Since the architecture and output of AI models are fundamentally different, developers must adopt recent paradigms to check and evaluate such responses based on the unique intent of the user or application. Not to say ensuring the moral security, governance and monitoring of AI systems. Some of the extra areas across the recent AI stack that require further investigation include agent orchestration (AI models communicating with other models); Opportunities around smaller, purpose-built models for vertical use cases, disrupting traditional industries that were previously too expensive and sophisticated to automate; and workflow tools that enable the gathering and curation of fine-tuning datasets that allow corporations to “inject” their very own private data to construct custom models.

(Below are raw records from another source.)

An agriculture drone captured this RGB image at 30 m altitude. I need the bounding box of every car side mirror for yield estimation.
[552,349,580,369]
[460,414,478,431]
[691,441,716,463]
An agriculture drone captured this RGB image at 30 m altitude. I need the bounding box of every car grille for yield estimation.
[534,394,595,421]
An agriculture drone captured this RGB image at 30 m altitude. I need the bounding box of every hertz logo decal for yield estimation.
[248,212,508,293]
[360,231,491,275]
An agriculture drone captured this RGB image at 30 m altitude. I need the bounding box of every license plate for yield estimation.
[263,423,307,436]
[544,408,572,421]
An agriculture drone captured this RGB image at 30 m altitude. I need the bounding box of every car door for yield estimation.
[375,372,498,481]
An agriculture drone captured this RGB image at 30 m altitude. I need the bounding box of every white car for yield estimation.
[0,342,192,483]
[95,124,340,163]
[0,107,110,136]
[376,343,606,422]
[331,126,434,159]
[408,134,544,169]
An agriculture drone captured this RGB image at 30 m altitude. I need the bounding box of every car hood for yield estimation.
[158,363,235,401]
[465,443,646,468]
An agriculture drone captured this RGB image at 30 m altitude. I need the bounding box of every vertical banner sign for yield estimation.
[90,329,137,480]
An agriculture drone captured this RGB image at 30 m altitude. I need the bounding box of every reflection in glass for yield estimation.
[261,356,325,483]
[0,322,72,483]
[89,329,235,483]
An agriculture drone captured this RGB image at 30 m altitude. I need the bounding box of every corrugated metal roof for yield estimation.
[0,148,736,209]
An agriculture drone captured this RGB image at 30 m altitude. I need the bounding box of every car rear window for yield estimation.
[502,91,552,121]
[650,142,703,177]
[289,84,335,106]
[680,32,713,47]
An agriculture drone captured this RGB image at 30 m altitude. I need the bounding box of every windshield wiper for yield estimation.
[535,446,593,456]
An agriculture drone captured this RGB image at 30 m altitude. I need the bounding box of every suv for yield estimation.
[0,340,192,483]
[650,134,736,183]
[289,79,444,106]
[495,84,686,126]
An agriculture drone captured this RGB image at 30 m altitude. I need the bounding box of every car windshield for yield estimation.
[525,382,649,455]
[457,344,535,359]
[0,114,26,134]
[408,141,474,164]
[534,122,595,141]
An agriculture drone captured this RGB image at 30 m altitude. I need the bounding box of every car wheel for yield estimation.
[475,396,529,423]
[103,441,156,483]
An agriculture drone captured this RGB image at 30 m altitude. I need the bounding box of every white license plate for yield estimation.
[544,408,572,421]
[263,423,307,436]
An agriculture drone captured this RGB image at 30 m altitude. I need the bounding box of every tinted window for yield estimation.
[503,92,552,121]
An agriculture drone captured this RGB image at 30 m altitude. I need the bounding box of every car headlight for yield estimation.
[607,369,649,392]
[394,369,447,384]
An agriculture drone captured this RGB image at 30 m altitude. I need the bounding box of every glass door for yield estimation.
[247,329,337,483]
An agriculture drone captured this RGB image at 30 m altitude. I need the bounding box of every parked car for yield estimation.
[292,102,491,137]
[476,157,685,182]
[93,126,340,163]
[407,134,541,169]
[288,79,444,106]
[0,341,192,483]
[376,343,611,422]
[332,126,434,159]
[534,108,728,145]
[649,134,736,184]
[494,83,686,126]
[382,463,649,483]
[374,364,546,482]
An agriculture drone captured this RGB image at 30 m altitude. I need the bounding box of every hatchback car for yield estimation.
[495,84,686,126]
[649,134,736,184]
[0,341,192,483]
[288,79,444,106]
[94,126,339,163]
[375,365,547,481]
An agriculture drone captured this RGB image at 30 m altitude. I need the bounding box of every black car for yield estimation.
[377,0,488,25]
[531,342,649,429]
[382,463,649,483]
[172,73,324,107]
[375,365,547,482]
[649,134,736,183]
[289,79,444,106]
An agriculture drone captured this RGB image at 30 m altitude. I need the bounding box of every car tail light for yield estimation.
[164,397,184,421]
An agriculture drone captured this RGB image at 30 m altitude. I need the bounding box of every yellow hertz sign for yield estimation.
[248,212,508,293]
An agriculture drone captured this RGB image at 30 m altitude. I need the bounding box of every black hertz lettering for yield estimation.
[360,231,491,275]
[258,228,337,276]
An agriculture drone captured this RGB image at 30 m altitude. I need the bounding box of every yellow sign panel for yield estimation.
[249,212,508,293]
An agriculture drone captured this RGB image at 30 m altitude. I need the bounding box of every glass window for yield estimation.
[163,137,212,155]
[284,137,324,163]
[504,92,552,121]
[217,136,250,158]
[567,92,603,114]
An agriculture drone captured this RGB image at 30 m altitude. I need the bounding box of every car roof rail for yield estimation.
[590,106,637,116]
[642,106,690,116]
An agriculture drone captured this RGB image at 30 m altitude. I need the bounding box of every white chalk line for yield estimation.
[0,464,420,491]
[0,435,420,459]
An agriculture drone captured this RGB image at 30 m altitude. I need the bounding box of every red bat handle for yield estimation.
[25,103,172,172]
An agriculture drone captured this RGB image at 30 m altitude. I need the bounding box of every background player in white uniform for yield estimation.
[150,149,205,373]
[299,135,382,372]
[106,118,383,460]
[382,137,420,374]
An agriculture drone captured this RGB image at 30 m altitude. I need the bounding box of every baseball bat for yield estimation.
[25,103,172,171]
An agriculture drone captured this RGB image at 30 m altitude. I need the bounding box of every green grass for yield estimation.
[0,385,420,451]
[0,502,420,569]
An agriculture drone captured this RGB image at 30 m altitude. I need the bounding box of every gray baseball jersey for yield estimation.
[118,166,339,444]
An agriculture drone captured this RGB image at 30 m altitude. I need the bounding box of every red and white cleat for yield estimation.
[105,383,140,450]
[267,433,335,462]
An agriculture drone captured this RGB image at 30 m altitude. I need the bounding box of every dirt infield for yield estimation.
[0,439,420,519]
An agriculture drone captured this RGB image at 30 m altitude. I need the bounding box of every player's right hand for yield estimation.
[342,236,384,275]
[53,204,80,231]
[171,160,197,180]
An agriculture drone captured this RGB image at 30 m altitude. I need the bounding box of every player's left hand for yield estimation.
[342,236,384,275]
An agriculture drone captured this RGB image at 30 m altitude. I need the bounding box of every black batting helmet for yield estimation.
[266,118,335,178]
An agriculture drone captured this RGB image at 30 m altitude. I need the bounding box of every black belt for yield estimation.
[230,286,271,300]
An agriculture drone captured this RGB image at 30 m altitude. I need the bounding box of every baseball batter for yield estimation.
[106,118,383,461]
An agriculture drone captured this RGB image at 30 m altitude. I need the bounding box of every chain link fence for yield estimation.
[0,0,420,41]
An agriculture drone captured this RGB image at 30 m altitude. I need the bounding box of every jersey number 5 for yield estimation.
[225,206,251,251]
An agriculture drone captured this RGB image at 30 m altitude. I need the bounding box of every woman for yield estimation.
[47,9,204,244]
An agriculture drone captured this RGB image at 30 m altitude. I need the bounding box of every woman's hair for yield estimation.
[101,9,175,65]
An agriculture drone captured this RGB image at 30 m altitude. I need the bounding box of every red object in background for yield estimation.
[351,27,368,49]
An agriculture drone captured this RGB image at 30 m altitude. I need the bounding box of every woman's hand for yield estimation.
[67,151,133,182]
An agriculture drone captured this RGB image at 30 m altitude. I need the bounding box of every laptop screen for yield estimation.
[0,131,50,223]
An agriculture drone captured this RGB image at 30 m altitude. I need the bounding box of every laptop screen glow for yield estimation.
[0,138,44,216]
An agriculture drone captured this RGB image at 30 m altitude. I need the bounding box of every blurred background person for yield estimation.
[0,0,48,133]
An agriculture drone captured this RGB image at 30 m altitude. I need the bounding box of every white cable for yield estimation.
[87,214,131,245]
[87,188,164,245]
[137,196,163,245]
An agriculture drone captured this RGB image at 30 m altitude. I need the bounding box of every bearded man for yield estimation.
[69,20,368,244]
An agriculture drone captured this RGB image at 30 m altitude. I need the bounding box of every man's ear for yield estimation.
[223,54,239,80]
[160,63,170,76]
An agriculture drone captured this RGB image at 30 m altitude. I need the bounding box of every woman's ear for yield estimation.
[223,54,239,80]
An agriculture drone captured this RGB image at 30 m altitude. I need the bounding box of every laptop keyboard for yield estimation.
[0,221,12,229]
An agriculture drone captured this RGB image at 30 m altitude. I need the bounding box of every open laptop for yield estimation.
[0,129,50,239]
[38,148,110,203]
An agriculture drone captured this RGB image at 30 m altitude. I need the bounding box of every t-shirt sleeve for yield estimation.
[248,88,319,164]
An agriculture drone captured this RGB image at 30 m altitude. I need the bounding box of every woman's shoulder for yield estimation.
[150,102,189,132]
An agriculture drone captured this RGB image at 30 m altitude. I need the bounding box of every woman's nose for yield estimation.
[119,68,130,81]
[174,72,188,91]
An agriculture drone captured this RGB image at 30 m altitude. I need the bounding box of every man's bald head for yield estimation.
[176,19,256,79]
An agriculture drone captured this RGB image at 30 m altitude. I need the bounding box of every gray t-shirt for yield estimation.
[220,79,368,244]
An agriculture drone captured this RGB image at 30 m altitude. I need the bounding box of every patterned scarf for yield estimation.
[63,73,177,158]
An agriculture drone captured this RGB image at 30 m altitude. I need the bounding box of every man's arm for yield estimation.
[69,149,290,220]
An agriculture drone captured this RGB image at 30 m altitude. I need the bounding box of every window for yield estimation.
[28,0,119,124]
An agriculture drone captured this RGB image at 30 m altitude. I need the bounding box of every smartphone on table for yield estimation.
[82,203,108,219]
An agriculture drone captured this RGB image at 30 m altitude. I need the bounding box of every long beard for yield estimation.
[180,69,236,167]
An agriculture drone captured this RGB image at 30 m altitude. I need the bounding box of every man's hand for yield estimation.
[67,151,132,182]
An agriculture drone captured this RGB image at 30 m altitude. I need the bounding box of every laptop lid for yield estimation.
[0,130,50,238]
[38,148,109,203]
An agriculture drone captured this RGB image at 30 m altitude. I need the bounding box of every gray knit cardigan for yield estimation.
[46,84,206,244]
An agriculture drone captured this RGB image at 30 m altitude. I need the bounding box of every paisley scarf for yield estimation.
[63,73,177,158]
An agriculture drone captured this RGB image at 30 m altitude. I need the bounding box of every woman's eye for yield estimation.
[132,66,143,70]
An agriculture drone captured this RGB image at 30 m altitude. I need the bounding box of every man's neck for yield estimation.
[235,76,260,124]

All of those and other possibilities will likely be taken under consideration as a part of the brand new AI stack as recent developer platforms emerge. Hundreds of startups are already working on these challenges by developing – you guessed it – a brand new batch of cutting-edge tools.
How can we construct higher and smarter this time?
As we enter this recent “AI era,” I feel it will be significant that we acknowledge where we come from – in spite of everything, data is the mother of AI and the countless data tools in recent history at the very least have a solid education to construct them of corporations on a firm path to treating their data like a first-class citizen. But I ponder: “
One suggestion is that corporations struggle to offer clarity around the particular value they expect from particular data or AI tools for his or her business. Over-investing in technology trends for the mistaken reasons isn’t business strategy, and while AI is currently sucking all of the air out of the space – and money out of corporations' IT and software budgets – it's vital to maneuver towards using tools concentrate on those who can prove clear value and actual ROI.
Another appeal could be for founders to stop constructing “me-too” data and AI tool options. If there are already several tools in the marketplace that you should get into, take the time to ask yourself: “Are we the very best founding team with unique and differentiated experience that may provide key insights into how we approach this problem?” ?” ?” If the reply isn't a powerful “yes,” you shouldn't proceed to develop this tool – regardless of how much money VCs are willing to spend on you.
Finally, investors are advised to think twice about where value is more likely to emerge at different levels of the information and AI tooling stack before investing in early-stage corporations. Too often I see VCs with a single box check: If the toolmaking founder has a certain pedigree or comes from a certain tech company, they immediately write them a check. This is lazy and likewise results in too many undifferentiated data tools flooding the market. No wonder we’d like a magnifying glass to read MAD 2024.
A speaker at a recent conference really helpful that corporations ask themselves, “How much will it cost your online business if a single row of your data is inaccurate?” That is, can you identify a transparent method for articulating a framework for the way Do you should quantify the worth of knowledge or a knowledge tool in your organization?
If we don't even get that far, no amount of budget or enterprise capital in data and AI tools can solve our confusion.